We explored El Paredon and got to meet some of our neighbors as well as a few neighborhood kids who hang out in the shack's backyard. The yard has a few coconut trees and Jossie and I took a machete to a few coconuts to get into the inner coconutty goodness. The house itself has a dry erase board, which we took full advantage of in a pretty epic game of pictionary. We spent Saturday morning on the beach surfing and swimming in the afternoon we relaxed in the hammocks and pool of the Paredon Surf House with two cool Canadians we met there.

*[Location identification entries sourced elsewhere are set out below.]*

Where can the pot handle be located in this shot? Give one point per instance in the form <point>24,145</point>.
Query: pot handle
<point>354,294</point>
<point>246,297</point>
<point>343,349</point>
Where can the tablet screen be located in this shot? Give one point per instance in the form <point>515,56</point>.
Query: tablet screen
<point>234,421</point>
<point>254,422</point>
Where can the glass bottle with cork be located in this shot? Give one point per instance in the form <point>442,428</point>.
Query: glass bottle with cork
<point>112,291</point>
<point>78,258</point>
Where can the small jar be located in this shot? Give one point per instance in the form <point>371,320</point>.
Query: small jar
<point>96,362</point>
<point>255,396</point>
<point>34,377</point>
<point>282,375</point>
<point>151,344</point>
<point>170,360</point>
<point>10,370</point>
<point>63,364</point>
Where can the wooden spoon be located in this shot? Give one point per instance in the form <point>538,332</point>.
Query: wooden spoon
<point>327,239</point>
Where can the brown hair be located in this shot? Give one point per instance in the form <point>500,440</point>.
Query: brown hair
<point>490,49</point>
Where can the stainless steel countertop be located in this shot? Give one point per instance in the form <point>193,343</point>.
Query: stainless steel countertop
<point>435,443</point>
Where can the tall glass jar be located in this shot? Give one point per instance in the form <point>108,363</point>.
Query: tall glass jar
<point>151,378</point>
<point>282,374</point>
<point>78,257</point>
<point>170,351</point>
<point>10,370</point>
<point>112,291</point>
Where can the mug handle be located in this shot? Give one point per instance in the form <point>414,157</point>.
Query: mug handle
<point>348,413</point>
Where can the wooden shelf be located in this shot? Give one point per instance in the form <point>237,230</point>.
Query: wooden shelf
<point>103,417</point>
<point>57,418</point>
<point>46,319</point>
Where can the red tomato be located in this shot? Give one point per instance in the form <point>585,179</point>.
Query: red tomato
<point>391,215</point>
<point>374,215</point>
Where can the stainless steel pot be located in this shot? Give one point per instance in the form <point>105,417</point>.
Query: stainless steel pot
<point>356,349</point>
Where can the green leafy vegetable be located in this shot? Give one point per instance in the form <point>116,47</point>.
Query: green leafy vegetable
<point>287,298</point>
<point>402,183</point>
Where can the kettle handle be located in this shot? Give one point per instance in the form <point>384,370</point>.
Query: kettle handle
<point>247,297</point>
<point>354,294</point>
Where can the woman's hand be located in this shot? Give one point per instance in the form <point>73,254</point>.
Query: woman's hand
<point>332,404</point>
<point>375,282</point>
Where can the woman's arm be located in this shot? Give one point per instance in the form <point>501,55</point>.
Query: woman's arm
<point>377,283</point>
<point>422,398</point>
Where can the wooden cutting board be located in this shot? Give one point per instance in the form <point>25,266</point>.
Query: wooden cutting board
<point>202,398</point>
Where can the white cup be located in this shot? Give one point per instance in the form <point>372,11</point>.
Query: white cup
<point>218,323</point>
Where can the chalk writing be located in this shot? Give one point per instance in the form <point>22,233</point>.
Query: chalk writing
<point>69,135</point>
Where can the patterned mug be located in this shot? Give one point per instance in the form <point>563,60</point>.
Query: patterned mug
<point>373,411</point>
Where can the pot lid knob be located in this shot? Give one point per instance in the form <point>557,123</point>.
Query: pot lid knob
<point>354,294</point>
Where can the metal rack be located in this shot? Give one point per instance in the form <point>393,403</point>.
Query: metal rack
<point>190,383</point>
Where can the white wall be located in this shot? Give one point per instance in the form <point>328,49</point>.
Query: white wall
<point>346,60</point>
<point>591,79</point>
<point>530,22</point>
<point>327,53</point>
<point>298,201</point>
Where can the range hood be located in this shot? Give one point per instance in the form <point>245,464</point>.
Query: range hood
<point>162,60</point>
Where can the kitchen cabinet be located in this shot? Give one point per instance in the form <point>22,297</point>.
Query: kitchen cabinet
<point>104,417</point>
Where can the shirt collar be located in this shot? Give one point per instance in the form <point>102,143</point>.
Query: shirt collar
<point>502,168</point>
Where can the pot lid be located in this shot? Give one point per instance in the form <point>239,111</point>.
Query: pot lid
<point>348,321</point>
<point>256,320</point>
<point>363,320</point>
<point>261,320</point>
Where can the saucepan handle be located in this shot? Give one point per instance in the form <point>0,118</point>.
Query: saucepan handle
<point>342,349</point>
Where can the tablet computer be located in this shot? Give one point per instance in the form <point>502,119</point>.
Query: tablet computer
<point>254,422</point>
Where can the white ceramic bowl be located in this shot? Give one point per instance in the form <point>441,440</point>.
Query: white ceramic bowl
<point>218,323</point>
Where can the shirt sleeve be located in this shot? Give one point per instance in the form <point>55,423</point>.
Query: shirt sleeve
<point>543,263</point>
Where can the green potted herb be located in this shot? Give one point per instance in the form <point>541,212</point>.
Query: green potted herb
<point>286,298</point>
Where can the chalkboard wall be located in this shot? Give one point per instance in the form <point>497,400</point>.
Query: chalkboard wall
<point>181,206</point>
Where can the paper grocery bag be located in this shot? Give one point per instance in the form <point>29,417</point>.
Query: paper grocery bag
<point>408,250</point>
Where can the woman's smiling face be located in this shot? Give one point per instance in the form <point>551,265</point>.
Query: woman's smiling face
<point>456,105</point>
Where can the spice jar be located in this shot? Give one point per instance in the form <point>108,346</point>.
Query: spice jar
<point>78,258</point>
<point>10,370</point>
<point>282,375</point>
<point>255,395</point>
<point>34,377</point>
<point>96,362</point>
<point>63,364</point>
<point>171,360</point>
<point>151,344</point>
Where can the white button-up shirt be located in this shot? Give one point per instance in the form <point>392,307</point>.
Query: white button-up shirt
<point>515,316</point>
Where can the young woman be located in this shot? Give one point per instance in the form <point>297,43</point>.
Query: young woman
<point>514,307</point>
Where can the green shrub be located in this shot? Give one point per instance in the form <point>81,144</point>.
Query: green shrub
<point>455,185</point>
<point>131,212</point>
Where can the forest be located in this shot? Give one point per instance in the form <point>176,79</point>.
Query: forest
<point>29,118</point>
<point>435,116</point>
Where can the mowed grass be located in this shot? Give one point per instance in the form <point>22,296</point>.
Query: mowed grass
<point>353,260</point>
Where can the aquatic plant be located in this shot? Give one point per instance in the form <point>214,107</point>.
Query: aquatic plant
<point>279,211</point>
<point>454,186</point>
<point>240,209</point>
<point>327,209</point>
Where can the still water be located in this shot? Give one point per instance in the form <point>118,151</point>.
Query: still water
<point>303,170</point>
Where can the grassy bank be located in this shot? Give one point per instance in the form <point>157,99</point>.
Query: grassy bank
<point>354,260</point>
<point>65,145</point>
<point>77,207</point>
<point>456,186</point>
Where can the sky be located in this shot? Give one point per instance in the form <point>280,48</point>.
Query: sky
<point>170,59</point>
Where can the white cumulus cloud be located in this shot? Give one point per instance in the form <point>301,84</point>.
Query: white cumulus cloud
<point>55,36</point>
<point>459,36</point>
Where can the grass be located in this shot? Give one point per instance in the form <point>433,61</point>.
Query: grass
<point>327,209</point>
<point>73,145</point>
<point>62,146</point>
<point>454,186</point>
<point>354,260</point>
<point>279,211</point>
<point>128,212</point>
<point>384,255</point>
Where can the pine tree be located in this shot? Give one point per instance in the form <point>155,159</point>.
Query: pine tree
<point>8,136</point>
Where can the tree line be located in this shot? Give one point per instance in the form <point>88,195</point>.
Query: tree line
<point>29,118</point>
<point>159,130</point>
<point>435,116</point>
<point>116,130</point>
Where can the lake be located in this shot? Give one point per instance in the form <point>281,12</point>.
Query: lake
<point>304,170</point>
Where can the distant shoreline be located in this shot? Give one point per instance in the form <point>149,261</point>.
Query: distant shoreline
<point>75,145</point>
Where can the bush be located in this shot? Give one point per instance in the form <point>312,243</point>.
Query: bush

I caught a few more waves Saturday afternoon after Paul taught me and the Canadians how to play cricket. It's actually a pretty simple and fun game, but I'm sure it helped contribute to the sunburn on my shoulders.

Meals were fun as well. El Paredon doesn't really have restaurants, so for our two breakfasts we bought and cooked beans and eggs and some tortillas from a lady across the street who stood outside making them. We had a delicious lunch at the Surf House and for dinner we found a barbeque that had been set up for Holy Week that made us some pretty delicious empanadas, burgers and tostadas.

Sunday was on us before we knew it and we cleaned the house, said goodbye to the house's adopted stray dog Twiggy, and dragged our mosquito-bite ridden, sunburned bodies back onto a chicken bus headed in the direction of Antigua.

Irony: The guy from San Diego ended up saying "hot" the most, so I bought the round.